L’Oratorio nasce così, non per un progetto disegnato sulla carta. “Grazie anche all’apostolato di San Filippo – riconosce Papa Francesco – l’impegno per la salvezza delle anime tornava ad essere una priorità nell’azione della Chiesa”. Approdò al sacerdozio a 36 anni, ma l’ordinazione non dovette comportare sostanziali cambiamenti di vita e stile. Col tempo, attorno a lui prese corpo la prima comunità, cellula della futura Congregazione che Gregorio XIII approverà nel 1575.

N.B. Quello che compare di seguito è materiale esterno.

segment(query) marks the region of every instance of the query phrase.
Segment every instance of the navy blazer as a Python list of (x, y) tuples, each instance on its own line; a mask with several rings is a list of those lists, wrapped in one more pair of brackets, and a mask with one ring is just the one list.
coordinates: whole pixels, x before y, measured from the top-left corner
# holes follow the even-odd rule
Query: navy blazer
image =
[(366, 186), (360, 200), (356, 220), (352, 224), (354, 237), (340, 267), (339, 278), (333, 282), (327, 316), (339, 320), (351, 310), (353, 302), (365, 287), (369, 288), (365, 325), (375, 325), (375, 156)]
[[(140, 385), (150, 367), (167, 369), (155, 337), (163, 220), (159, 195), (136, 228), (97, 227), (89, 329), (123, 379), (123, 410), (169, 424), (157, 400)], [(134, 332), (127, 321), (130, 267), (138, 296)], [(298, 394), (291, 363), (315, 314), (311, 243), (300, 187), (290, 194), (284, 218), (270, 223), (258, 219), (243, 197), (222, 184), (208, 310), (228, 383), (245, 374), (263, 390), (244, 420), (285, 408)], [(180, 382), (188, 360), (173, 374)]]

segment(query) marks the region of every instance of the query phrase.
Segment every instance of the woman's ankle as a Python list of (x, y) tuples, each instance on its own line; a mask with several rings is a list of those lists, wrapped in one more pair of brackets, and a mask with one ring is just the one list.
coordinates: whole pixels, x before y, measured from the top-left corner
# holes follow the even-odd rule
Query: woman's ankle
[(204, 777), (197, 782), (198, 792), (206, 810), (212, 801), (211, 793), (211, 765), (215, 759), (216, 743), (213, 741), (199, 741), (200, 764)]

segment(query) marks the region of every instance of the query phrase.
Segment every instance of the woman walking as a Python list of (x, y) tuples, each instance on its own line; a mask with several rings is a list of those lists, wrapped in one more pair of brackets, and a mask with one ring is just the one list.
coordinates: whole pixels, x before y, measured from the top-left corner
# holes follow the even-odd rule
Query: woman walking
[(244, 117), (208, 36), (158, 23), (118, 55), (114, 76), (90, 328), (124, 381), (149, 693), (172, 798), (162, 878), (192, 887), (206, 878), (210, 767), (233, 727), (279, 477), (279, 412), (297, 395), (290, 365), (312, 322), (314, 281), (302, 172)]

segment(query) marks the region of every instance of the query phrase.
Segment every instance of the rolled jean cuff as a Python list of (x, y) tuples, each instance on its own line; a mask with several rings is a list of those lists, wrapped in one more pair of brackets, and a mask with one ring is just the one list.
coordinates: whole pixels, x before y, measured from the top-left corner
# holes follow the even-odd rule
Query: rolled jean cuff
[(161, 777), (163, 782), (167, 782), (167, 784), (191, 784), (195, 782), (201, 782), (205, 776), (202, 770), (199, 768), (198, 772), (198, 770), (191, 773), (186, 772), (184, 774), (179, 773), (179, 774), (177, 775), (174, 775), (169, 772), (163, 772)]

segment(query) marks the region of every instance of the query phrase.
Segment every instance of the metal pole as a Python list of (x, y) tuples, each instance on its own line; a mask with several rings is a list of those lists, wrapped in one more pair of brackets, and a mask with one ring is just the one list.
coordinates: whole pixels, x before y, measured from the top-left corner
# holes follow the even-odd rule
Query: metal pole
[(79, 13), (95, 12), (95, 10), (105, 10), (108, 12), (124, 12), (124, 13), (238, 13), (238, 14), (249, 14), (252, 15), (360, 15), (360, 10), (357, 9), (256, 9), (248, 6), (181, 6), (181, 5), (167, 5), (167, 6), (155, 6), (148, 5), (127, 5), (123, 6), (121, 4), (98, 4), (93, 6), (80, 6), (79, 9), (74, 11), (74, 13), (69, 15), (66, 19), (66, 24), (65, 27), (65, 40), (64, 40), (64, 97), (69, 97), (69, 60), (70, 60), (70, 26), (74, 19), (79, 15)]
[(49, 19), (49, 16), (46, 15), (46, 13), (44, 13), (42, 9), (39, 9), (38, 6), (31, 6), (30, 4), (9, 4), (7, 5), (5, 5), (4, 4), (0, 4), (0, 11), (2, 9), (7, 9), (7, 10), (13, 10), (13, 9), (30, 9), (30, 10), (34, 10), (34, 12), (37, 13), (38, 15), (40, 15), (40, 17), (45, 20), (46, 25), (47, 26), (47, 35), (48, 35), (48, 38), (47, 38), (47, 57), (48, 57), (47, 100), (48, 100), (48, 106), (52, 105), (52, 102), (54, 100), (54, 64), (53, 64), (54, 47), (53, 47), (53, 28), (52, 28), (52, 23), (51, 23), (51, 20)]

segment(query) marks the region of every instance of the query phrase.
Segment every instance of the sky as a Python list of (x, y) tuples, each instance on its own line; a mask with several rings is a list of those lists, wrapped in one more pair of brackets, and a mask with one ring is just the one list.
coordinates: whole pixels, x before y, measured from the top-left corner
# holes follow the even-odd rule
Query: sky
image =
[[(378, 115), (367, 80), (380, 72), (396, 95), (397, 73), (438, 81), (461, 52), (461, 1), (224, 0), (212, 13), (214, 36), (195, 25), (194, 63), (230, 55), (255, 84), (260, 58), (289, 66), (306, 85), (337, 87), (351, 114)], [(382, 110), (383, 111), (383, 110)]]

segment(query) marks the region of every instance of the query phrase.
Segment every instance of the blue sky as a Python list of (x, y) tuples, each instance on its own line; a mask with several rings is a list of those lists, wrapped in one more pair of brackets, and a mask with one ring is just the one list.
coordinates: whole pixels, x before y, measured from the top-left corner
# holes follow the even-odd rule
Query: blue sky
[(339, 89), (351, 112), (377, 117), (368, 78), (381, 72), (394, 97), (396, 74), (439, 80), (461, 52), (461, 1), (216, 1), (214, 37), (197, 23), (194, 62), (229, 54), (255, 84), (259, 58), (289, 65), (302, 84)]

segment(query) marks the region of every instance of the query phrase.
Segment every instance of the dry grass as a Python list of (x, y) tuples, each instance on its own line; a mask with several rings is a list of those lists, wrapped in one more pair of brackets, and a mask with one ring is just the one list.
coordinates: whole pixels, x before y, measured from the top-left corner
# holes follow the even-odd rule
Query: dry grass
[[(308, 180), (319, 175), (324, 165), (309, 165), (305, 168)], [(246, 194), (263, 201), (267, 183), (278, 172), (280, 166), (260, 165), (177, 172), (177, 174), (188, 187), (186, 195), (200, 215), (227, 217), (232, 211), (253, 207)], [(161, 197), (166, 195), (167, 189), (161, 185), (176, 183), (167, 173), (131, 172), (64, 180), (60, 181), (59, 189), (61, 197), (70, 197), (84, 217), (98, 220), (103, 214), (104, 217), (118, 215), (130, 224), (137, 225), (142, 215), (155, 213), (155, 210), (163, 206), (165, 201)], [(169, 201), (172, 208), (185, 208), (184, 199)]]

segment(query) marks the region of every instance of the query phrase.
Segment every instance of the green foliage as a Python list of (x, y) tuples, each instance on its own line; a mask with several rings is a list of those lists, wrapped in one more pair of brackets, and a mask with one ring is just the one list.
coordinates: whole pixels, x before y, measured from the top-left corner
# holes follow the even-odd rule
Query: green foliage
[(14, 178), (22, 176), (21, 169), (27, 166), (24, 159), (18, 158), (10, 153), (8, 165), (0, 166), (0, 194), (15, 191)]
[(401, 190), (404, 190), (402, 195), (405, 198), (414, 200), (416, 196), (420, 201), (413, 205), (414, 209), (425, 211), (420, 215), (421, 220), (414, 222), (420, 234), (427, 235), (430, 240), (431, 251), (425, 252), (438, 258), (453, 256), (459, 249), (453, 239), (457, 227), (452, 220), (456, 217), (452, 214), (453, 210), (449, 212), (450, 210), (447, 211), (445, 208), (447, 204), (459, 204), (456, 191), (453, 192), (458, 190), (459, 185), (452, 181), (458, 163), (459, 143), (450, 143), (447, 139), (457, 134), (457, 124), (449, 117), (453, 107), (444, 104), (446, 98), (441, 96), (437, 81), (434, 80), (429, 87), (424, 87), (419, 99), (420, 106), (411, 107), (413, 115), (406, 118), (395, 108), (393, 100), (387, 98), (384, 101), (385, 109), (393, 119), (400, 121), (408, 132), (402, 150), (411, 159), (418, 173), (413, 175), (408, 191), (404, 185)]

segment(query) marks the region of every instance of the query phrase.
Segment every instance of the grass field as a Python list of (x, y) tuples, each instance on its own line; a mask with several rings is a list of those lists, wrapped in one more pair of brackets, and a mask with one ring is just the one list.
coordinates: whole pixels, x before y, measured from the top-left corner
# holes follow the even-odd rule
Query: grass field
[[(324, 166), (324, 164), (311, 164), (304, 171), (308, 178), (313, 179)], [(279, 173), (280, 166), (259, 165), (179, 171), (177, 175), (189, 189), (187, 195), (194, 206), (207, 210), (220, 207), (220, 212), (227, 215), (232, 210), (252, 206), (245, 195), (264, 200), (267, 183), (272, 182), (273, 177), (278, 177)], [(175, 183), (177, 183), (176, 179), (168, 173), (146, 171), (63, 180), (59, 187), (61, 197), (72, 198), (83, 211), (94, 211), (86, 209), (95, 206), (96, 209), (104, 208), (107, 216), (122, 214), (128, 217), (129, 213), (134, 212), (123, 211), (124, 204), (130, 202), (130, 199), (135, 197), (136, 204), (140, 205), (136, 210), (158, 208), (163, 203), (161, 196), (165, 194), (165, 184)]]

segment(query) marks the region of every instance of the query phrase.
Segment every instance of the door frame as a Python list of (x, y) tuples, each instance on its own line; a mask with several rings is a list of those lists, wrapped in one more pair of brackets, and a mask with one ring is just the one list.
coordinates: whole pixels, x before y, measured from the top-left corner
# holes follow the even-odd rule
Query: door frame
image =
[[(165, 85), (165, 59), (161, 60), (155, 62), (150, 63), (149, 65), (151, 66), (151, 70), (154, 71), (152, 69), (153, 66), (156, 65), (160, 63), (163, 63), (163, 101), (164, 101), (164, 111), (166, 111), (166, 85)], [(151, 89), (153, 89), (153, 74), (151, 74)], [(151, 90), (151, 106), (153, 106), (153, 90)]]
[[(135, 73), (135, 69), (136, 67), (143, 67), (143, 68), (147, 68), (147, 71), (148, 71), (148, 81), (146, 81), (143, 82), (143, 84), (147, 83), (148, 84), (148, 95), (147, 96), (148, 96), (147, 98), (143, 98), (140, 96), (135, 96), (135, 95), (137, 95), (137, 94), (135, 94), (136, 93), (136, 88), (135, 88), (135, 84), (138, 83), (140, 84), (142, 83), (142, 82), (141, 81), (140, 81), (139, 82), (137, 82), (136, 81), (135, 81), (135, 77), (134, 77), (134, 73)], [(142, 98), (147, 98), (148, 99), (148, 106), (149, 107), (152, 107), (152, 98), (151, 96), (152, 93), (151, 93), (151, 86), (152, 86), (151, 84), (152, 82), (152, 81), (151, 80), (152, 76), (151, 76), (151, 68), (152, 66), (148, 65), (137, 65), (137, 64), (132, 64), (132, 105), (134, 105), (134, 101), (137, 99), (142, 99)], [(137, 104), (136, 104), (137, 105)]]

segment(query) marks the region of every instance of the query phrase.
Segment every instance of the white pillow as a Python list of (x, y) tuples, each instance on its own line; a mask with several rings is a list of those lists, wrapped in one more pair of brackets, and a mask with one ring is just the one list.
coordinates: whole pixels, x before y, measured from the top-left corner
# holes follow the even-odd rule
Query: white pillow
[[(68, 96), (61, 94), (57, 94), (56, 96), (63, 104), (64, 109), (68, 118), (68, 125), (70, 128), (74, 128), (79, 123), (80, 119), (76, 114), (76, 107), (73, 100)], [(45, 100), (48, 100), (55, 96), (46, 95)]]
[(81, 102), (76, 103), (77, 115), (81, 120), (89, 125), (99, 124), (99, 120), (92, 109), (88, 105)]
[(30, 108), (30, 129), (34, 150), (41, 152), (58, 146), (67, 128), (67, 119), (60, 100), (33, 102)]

“Apostolo di Roma” lo proclamarono i Papi: con Pietro e Paolo unico nella numerosa schiera dei santi che vissero e lavorarono nel centro della Cattolicità. “Chi fa bene a Roma – diceva Filippo – fa bene al mondo intero”.

S. Teresa d’Avila. “Dio non smette di occuparsi di me e della mia anima: la desidera indefessamente. Ma viene il demonio con le sue grandi astuzie e, sotto colore di bene, la distacca a poco a poco dalla volontà divina in ben piccole cose, destandole interesse per altre che le fa credere non siano cattive, offuscandole man mano l’intelligenza, raffreddandole la volontà e facendole crescere l’amor proprio, finché, da una cosa all’altra, la va allontanando dal volere di Dio e avvicinando al suo proprio volere. Non c’è da fare altro che riconoscere la nostra indigenza e consacrargli tutta la ns volontà”.

Nella Basilica Vaticana, sotto la statua di questa donna forte e tenace, si legge: “Mater spiritualium”, dove “spirituali” non indica solo alcune anime elevate a particolari stati mistici, ma tutti coloro che si impegnano a vivere la vita cristiana, che è vita “nello Spirito Santo”.

Fu davvero imponente la sua opera riformatrice, convinta com’era che alle terribili lacerazioni della Chiesa non si poteva rispondere se non rinnovando la propria fedeltà a Dio, con una vita che si lascia cambiare dall’amore a Cristo e alla Chiesa, fermamente convinta che solo nella comunione con il

Signore si trovano i doni di grazia per la Chiesa martoriata da corruzioni, infedeltà, e scismi.
La sua vita spirituale fu costante “progresso” nell’adesione a Cristo, fino a diventare “Teresa di Gesù”: «Piaccia a Dio – scriveva – che vi impegniate a crescere”. “Poco mi curo di ciò che si dica o si sappia di me. Ciò che mi interessa è ogni più piccolo progresso che l’anima possa fare”. E dunque: «Nada te turbe, nada te espante. Quien a Dios tiene nada le falta… Solo Dios basta!»: «Nulla ti turbi, nulla ti spaventi. Tutto passa, solo Dio non cambia. La pazienza ottiene tutto. Chi ha Dio non manca di nulla: solo Dio basta!».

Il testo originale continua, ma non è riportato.